This one is for Janet…

My mum, Janet Elizabeth, was born in Banstead, Surrey, in 1943 in The Woolpack, a pub run by her gran Elizabeth, her uncle Bobby and her parents Lucy and Jack Prevost. Mum and Nan would often tell the tale of the night in 1944 when a doodlebug took the top off The Woolpack whilst they cowered under the kitchen table in a Morrison shelter in my nan’s favourite nightie. The remains of which are in the Banstead History Museum. The doodlebug, not the nightie.

After time in Penge and Plaistow, they moved to Grove Avenue on the Kirby Road in Walton on The Naze, where her beloved brothers Robert and Teddy soon joined the family, and then moving Alfred Terrace just off the High Street where her dad Jack would chase her round the streets when she wouldn’t come in for her tea. She told me she loved her teenage years in Walton, meeting new potential holiday romance material off the train each Friday evening, having put the previous week’s holiday romance material back on the train to London a few hours earlier. There was also kissing on the back of a boyfriend’s Vespa, apparently. No doubt dressed in a stunning little mod frock, she’d brought with her Saturday Woolies wages.  

The family then moved to Bemerton Gardens in Kirby Cross, and it was there in 1967 that she met my dad, Jeremy Branch. After a brief time living in Crystal Palace with Twiggy (their cat), they settled in Jubilee Avenue in Little Clacton, where my sister Joanne and I were born. Mum and dad moved us to Frinton in 1975, renting 60 Pole Barn Lane off Granny Branch, but sadly, the marriage split two years later, leaving Mum to raise us as a single parent.

Times were tough. We never had much money, Mum made the bills as a cleaner for one of the big houses down the Avenues or working as a barmaid at The Essex Skipper, but we did have something important at the very heart of our family. A Garrard record player and Wharfdale speakers.  Mum taught me to appreciate good music from an early age – disco, Motown, Mantovani, Pink Floyd, Kraftwerk – and would lend me her favourite albums for my first job,  as Frinton Primary Class 6 Record Player monitor. A taste inheritance I will always be eternally grateful for. Yes, at times her love of a disco dance was mortifying – I’m still in therapy recovering from her entrance to the 1977 Frinton Silver Jubilee celebrations on a flatbed lorry accompanied by a West Indian Steel Band. And I’ll always remember when seeing me DJ at Brighton’s gay tea dance Sunday Sundae, she would forever ask every gay man she danced with if they were a hairdresser or did they work in the airlines!

Music meant everything to her. Pennies saved to spend on 7”s at Mann’s Record shop on Connaught Avenue, played loud in our lounge, more therapy needed to survive her choice of 70’s patterned wallpaper, carpet and matching furnishing. But we were lip syncing for our lives before RuPaul was even a camp twinkle.

So picking one tune to say goodbye to my filter-less yet fabulous, magnificent if occasionally mortifying, mother was never going be easy for this autistic DJ. There’s Donna Summer’s I Feel Love, the first 12” she ever brought home, a tune that got her all the way from Clacton flicks to Pole Barn Lane in her then-boyfriend’s Capri.  

And of course, there’s that one tune that describes Janet perfectly, Chas and Dave’s Rabbit Rabbit – I still don’t quite know how we are going to learn to live with the silence.  

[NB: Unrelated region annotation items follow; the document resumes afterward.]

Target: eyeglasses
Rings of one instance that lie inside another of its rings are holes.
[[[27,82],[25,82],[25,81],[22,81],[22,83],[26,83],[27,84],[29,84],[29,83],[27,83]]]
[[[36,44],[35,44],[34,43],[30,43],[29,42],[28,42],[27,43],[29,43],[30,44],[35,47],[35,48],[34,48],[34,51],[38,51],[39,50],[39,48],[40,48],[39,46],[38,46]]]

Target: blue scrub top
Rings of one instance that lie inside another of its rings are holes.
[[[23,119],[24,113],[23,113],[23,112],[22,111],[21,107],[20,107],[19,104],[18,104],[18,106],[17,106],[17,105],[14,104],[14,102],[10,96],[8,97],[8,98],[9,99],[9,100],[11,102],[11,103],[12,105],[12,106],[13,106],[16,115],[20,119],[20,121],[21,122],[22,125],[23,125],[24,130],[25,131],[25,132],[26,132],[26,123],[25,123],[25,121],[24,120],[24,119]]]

And then there’s Barbra Streisand. I’ll pick Babs. Forever remembering coming home from school one summers day in 1976 to find every window wide open, the nets dancing in the sunshine, Mum following suit as she sashayed her way through the endless pots of almost re-potted house plants, a vision in floaty white embroider anglaise material she’d borrowed from Granny’s haberdashers, lace and beads flapping about as she sang along to Streisand’s The Way We Were.

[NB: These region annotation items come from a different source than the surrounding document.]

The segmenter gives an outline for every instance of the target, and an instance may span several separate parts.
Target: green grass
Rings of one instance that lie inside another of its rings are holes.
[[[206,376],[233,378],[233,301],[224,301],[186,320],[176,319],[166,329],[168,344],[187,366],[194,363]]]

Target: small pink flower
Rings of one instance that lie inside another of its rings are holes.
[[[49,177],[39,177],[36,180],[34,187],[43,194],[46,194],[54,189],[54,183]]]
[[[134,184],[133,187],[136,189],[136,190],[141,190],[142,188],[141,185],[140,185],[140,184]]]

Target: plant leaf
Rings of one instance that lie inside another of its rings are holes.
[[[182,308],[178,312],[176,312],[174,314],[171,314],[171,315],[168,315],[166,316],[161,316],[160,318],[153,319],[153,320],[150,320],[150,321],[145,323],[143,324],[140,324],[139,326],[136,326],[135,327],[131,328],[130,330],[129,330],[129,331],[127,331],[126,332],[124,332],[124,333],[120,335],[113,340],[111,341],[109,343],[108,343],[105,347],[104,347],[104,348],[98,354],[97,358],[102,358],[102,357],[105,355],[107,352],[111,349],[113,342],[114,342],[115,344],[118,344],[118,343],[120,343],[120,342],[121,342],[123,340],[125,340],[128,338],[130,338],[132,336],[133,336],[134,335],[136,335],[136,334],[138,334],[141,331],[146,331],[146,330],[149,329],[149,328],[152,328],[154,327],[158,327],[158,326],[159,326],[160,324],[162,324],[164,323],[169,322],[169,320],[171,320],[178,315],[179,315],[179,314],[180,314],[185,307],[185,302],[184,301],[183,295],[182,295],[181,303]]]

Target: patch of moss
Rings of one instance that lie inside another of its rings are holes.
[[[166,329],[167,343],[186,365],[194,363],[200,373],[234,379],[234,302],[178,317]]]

Our relationship has been complicated over the years, clips round the ear, pride not spoken, family not always functional, but I’ll always thank you for that day, Mum. That summer was filled with music and that singalong. A singalong I’ve had so many times since, a singalong of tears and love, joy and pain and, when the windows are flung open and the nets are dancing in the sunshine, a singalong filled with memories of you that Streisand summer.  

One last tune, eh mum.

This filter-free autistic DJ had to make my filter-free mum a playlist. After all without her I would never have been quite so addicted to disco strings. Open the windows, play loud and have a dance for Janet.